西日本シティ銀行の職員がSNS「BeReal」に投稿した画像や動画から、顧客情報などが写り込み拡散された問題が大きな波紋を呼びました。
しかし今回の件で浮き彫りになったのは、勤務中のBeReal投稿で内部情報流出への不安が広がっており、若年層のSNS利用環境の変化と従来型の情報教育が通用しにくくなっている現状も見えてきています。
各職場で表面化するBeReal問題
西日本シティ銀行の営業店内で撮影された投稿は、社会的な衝撃も大きかったと言えます。
騒動後、SNS上では「うちの会社でも同じような投稿がある」「バイト先の厨房やレジ裏を載せている人がいる」「病院や美容院の内部が映っていた」といった声が相次ぎました。
実際に、飲食店のバックヤード、コンビニ内部、オフィスのパソコン画面、社員証、予約表、カルテ類らしきものなど、仕事現場で撮影されたBeReal投稿が拡散されるケースも見られています。
つまり、西日本シティ銀行の件は氷山の一角だった可能性があるのです。
BeRealは、友だち限定でリアルを共有するSNSとして利用されることが多く、本人は軽い感覚で投稿しているケースも少なくありません。

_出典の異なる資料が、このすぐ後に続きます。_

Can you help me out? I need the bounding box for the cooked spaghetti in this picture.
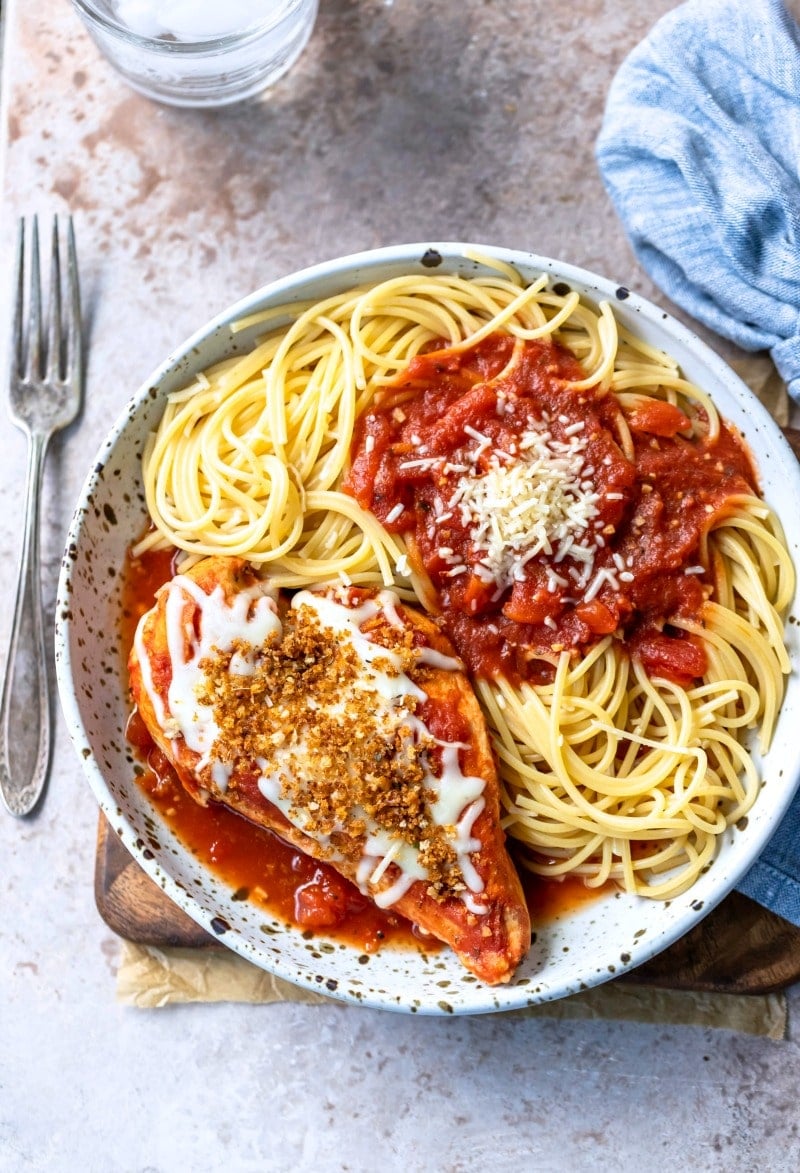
[132,256,794,897]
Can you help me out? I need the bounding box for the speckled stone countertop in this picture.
[0,0,800,1173]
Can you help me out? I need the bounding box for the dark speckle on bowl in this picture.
[420,249,442,269]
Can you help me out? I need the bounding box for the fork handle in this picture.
[0,432,50,815]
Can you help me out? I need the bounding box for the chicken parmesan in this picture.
[129,557,530,984]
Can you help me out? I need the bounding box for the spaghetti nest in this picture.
[134,258,794,897]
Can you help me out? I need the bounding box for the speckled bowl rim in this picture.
[55,243,800,1015]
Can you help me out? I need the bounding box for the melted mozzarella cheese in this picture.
[136,576,486,913]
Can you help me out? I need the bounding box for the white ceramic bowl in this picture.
[56,244,800,1013]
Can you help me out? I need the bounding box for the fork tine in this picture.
[65,216,83,387]
[12,216,25,379]
[25,216,42,379]
[46,216,62,382]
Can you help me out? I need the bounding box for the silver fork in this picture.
[0,216,83,815]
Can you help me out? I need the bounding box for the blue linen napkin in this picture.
[597,0,800,925]
[597,0,800,400]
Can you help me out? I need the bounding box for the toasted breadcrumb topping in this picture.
[193,605,467,900]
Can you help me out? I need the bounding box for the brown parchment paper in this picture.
[117,941,787,1039]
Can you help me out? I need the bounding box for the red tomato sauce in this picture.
[122,539,598,954]
[345,333,755,685]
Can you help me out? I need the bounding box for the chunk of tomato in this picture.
[289,868,347,929]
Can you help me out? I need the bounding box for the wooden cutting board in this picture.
[95,428,800,994]
[95,815,800,994]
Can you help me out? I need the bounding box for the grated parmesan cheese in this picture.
[438,428,599,590]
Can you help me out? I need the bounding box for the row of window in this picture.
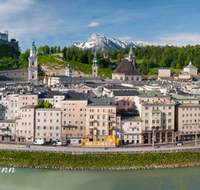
[63,114,87,117]
[89,109,113,112]
[145,119,172,124]
[38,112,59,116]
[182,119,200,123]
[37,133,59,137]
[63,121,83,125]
[63,126,83,131]
[182,113,200,117]
[38,119,59,123]
[67,133,83,137]
[37,126,59,130]
[145,106,172,110]
[182,108,200,111]
[16,129,31,134]
[63,108,87,111]
[182,125,200,129]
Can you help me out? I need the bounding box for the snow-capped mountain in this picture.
[71,34,170,51]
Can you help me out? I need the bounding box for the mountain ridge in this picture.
[70,33,171,52]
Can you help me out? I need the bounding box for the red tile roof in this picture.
[113,61,142,75]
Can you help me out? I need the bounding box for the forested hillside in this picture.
[0,45,200,77]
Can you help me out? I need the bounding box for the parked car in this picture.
[33,139,45,145]
[174,142,183,146]
[53,142,61,146]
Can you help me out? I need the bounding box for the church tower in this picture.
[65,63,72,77]
[128,42,136,68]
[92,52,99,77]
[28,40,38,83]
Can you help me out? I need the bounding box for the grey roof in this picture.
[0,119,15,123]
[184,64,197,69]
[104,85,135,90]
[88,97,116,106]
[0,67,28,74]
[35,108,61,111]
[113,90,139,96]
[38,91,65,98]
[121,116,142,121]
[64,91,93,101]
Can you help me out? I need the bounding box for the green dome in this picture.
[30,40,37,51]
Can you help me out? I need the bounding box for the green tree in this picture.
[176,63,181,69]
[43,45,50,55]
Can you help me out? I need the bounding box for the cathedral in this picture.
[112,43,142,81]
[0,40,38,84]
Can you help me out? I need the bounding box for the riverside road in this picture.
[0,141,200,154]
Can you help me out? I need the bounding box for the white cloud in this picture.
[89,22,99,27]
[155,33,200,46]
[118,36,132,41]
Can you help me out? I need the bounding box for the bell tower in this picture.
[28,39,38,83]
[128,41,136,68]
[92,52,99,77]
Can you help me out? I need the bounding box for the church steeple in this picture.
[92,51,99,67]
[92,51,99,77]
[129,41,134,55]
[128,41,136,67]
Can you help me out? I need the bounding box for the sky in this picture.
[0,0,200,52]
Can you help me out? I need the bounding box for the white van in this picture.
[33,139,45,145]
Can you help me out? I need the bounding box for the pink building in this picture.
[16,106,35,142]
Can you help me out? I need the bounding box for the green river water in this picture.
[0,167,200,190]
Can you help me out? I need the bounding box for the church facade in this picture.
[112,43,142,81]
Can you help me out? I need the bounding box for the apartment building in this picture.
[135,91,175,143]
[38,91,65,108]
[60,91,90,144]
[16,105,35,142]
[170,93,200,141]
[121,116,142,144]
[86,97,117,141]
[18,93,38,110]
[113,90,138,112]
[0,119,16,142]
[34,108,61,142]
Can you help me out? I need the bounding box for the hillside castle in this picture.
[0,30,19,51]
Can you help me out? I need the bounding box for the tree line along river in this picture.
[0,166,200,190]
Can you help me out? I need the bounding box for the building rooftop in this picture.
[38,91,65,98]
[113,90,139,96]
[64,91,90,101]
[138,90,166,97]
[177,104,200,107]
[0,119,15,123]
[169,93,198,100]
[35,108,61,112]
[88,97,116,107]
[113,61,142,75]
[121,116,142,122]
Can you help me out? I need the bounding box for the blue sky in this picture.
[0,0,200,52]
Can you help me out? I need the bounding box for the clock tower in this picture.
[28,40,38,83]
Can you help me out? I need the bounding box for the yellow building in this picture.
[86,97,116,141]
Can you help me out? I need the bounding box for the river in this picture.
[0,167,200,190]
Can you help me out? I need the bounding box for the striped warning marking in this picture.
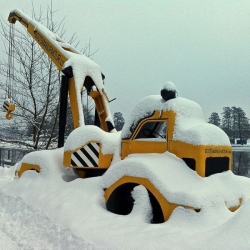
[3,102,9,111]
[71,142,100,167]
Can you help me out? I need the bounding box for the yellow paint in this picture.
[15,163,41,178]
[63,141,113,169]
[104,176,178,221]
[89,91,108,132]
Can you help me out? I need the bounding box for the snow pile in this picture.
[0,149,250,250]
[121,95,230,146]
[102,152,250,208]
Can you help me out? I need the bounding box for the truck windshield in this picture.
[135,121,167,140]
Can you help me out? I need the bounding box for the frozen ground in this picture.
[0,147,250,250]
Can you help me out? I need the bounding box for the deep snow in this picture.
[0,8,250,250]
[0,149,250,250]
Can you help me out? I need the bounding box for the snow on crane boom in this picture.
[8,10,114,140]
[9,10,244,223]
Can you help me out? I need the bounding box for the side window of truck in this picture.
[135,121,167,140]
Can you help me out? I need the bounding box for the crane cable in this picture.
[6,23,14,103]
[3,23,15,120]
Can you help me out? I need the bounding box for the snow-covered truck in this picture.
[9,10,242,222]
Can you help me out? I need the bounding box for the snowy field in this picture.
[0,149,250,250]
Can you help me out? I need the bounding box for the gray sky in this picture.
[0,0,250,119]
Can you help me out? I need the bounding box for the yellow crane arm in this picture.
[8,10,113,131]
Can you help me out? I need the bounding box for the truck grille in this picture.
[205,157,229,177]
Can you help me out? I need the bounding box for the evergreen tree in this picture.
[114,112,125,131]
[208,112,221,127]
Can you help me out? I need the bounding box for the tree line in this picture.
[208,106,250,144]
[0,5,124,150]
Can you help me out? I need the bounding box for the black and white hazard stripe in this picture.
[71,142,100,167]
[3,102,9,111]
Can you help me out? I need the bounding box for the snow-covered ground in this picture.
[0,149,250,250]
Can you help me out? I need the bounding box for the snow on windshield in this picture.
[121,95,230,146]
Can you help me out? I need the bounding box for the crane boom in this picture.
[8,10,114,135]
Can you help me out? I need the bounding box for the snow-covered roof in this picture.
[121,95,230,146]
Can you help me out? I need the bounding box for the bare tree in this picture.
[0,3,93,149]
[222,106,250,144]
[208,112,221,127]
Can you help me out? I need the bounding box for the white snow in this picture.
[12,9,114,126]
[121,95,230,146]
[0,149,250,250]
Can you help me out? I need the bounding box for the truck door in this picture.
[130,119,168,154]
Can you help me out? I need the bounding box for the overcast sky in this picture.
[0,0,250,119]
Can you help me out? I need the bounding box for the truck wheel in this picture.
[106,183,164,223]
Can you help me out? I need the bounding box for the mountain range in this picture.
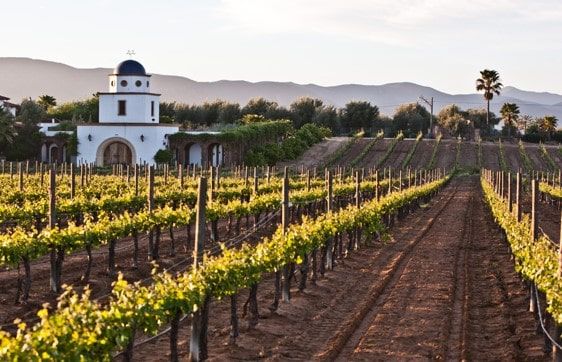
[0,57,562,120]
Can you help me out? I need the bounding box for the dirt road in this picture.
[130,177,547,361]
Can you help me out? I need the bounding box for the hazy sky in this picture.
[4,0,562,93]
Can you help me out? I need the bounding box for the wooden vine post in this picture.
[48,165,64,294]
[189,176,210,361]
[18,162,23,192]
[70,163,76,199]
[375,170,381,201]
[147,166,159,260]
[353,171,361,250]
[552,214,562,362]
[506,172,513,213]
[325,171,334,270]
[529,179,539,313]
[515,172,521,222]
[281,168,292,303]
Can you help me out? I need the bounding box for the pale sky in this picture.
[0,0,562,93]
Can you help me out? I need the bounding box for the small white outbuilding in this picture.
[76,59,179,166]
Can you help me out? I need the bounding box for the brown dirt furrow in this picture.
[503,143,523,172]
[357,138,394,168]
[135,177,460,361]
[129,177,546,361]
[383,140,416,169]
[328,177,544,360]
[0,220,277,330]
[336,138,373,166]
[410,139,435,169]
[435,140,457,170]
[546,146,562,168]
[277,137,348,170]
[525,144,548,171]
[476,142,500,170]
[459,141,479,169]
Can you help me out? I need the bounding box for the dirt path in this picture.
[328,178,544,360]
[130,177,546,361]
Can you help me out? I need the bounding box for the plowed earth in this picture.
[130,177,546,361]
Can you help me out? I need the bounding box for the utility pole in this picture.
[420,96,433,138]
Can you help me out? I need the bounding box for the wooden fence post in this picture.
[515,172,521,222]
[326,171,334,270]
[70,163,76,199]
[147,166,159,260]
[189,176,210,361]
[529,179,539,313]
[281,172,292,302]
[48,165,64,293]
[18,162,23,192]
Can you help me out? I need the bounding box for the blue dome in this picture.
[113,59,146,75]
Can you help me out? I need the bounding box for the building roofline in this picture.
[108,73,152,78]
[97,92,162,96]
[76,122,181,128]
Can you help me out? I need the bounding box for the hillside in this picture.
[0,57,562,119]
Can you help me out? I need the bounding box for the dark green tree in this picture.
[37,94,57,111]
[393,103,430,137]
[0,107,17,156]
[289,97,324,128]
[341,101,379,133]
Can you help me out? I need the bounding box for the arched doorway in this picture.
[185,143,202,166]
[96,137,137,166]
[209,143,223,167]
[49,144,60,163]
[103,141,133,165]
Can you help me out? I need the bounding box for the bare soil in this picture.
[546,147,562,168]
[410,139,435,169]
[130,177,547,361]
[277,137,348,169]
[459,142,479,169]
[504,143,523,172]
[525,144,549,171]
[336,138,372,166]
[476,142,501,170]
[0,219,277,331]
[358,138,394,168]
[435,140,457,170]
[376,140,416,169]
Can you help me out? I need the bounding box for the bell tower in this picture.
[98,59,160,124]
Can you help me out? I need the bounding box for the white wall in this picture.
[76,124,179,166]
[99,93,160,124]
[109,75,150,93]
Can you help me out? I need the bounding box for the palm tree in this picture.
[500,103,520,138]
[476,69,503,125]
[0,107,16,154]
[37,94,57,111]
[539,116,558,139]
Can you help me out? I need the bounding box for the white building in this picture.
[76,60,179,166]
[0,95,19,117]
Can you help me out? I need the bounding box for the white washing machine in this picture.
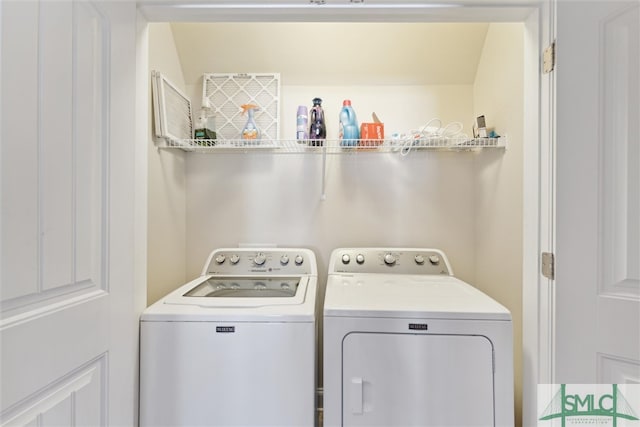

しかし、スクリーンショットや転載によって、その投稿は一瞬で外部へ流出するため、閉じた空間だと思っていたものが、実際には極めて不安定な公開空間になっているのです。
若者のSNS移動で変わる常識
今回の問題を考えるうえで見逃せないのが、若年層のSNS利用先が変わっていることです。
以前はX(旧Twitter)のような公開型SNSが主流で、炎上、不適切投稿、バイトテロ、個人情報流出などが日々可視化されていました。
そのため、ネットに載せる怖さを自然に学べる環境でもありましたが、現在は、BeReal・Instagramストーリーズ・TikTok・Discordなど、身内ノリのSNSへ移る若者が増えています。
この環境では、友だちしか見ないから大丈夫という感覚が生まれやすく、勤務先や学校、アルバイト先での投稿に対する危機感が弱まりやすいのです。
だからこそ、従来の「社員教育を徹底します」「SNS研修を強化します」だけでは限界があるのです。
物理的・制度的な対策こそが再発防止につながりますが、人は必ずミスをします。
悪意がなくても、うっかり撮ってしまった…なんてことがあるからこそ、個人の意識に頼る時代は終わりつつあるのではないでしょうか。
まとめ
西日本シティ銀行のBeReal騒動は、一企業の不祥事ではなく、あらゆる職場に潜むスマホ時代のリスクを可視化した出来事でした。
これから必要なのは、若者を責めることではなく、現代のSNS環境に合わせて教育より漏れない仕組みへ発想を変えることです。
スマホ1台で企業の信用が揺らぐ時代に、社会全体のアップデートが求められています。